Chamber RTW Resource Page
What is Right to Work?
Right to Work legislation prohibits the practice of requiring union membership, payment of union dues or fees as a condition of employment. It prohibits an employee from being fired for non-payment of union dues or fees.
Right to Work legislation does not eliminate the right of unions to organize employees nor does it prohibit a union from bargaining collectively on behalf of its members. It gives the employee the freedom to choose whether or not to join a labor union.
Right to Work legislation is permitted under provisions of the federal Taft-Hartley Act passed in 1947. This law allows States to prohibit closed shops which force an employee to be a member of the union as a condition of employment.
What States have Right to Work Laws?
There are currently 22 states, mostly in the South and West, which have passed Right to Work legislation. The last state to pass a Right to Work law was Oklahoma in 2001.
- North Carolina
- North Dakota
- South Carolina
- South Dakota
What is the Future for Indiana and Northeast Indiana
Passing Right to Work legislation would encourage businesses seeking to relocate or expand to consider Indiana, facilitating economic development and job growth in Northeast Indiana and the state. Such economic expansion would revitalize the state’s overall economy and create jobs, broadening the state’s tax base to better provide for needed state and local services, without increasing the tax burden on the current business community and citizenry of the state.

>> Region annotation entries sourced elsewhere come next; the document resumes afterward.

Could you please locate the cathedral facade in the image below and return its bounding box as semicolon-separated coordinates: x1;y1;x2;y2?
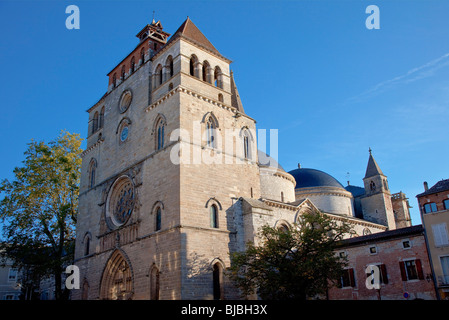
72;18;410;300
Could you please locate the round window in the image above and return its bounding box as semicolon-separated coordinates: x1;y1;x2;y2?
120;126;129;141
106;176;135;227
119;90;133;113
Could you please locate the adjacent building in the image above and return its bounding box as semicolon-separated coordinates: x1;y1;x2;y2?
416;179;449;299
328;225;436;300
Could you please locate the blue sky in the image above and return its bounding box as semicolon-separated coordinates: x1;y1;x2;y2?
0;0;449;224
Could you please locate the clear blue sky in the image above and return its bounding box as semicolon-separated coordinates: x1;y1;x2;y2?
0;0;449;224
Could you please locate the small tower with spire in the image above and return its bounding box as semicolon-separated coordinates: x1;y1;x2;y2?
361;148;397;230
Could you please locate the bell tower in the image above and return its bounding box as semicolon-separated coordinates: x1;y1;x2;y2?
361;148;397;230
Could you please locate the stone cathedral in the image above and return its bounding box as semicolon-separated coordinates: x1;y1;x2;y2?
72;18;411;300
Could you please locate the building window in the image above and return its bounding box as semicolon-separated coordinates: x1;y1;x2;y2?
112;73;117;88
106;176;135;227
89;158;97;188
402;240;412;249
206;117;217;148
399;259;424;281
440;256;449;284
98;106;104;129
140;48;145;65
84;234;90;256
8;268;18;282
189;55;198;77
366;264;388;284
119;90;133;113
210;204;218;228
154;207;162;231
212;262;223;300
338;268;355;288
156;119;165;150
150;265;160;300
131;57;136;73
203;61;210;82
214;67;223;89
443;199;449;210
120;65;125;81
432;223;449;247
424;202;437;213
92;111;98;134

What are the Benefits of Right to Work?
- Economic Development experts and site selectors have stated 25%-50% of businesses automatically exclude Indiana from the list of possible sites for relocation because it is not a Right to Work state.
- With an unemployment rate of 8.6%, Indiana needs to provide all the economic development tools available to attract and retain businesses.
- Right to Work would give Indiana the opportunity to compete for more business relocation and expansion projects.
- Economic data has shown that between 1999-2009, the aggregate all-industry GDP of the 22 Right to Work states grew by 24.2%, that is 40% more than the gain by the 28 non-Right to Work states as a group.
- Recently, a study by economist Richard Vedder found that from 2000-2009 more than 4.9 million Americans moved from non-right to work states to Right to Work states.
- In 2009, there were 20% more young people (age 25-34) in Right to Work states than in 1999; in compulsory union states, the increase was only 3.3%.
- Northeast Indiana has exemplary higher education institutions, yet we are continually fighting the flight of young professionals from our community.
- Indiana needs to retain our valued workforce. By passing Right to Work legislation more businesses will choose to locate here, creating more jobs and economic growth.
Right to Work legislation protects workers and gives them the freedom to choose whether or not to join a union. It gives workers flexibility that they currently do not experience.
- Indiana has fallen behind the nation in per capita income.
- A study by economist Richard Vedder has found that between 1977 and 2008 Indiana’s real per capita income grew only 37.2% compared to Right to Work states that grew 62.3%.
- If Indiana had passed Right to Work legislation in 1977, by 2008 per capita income would have been $2,925 higher.
- If Right to Work is passed today, it is projected to increase per capita income by $968 by 2021.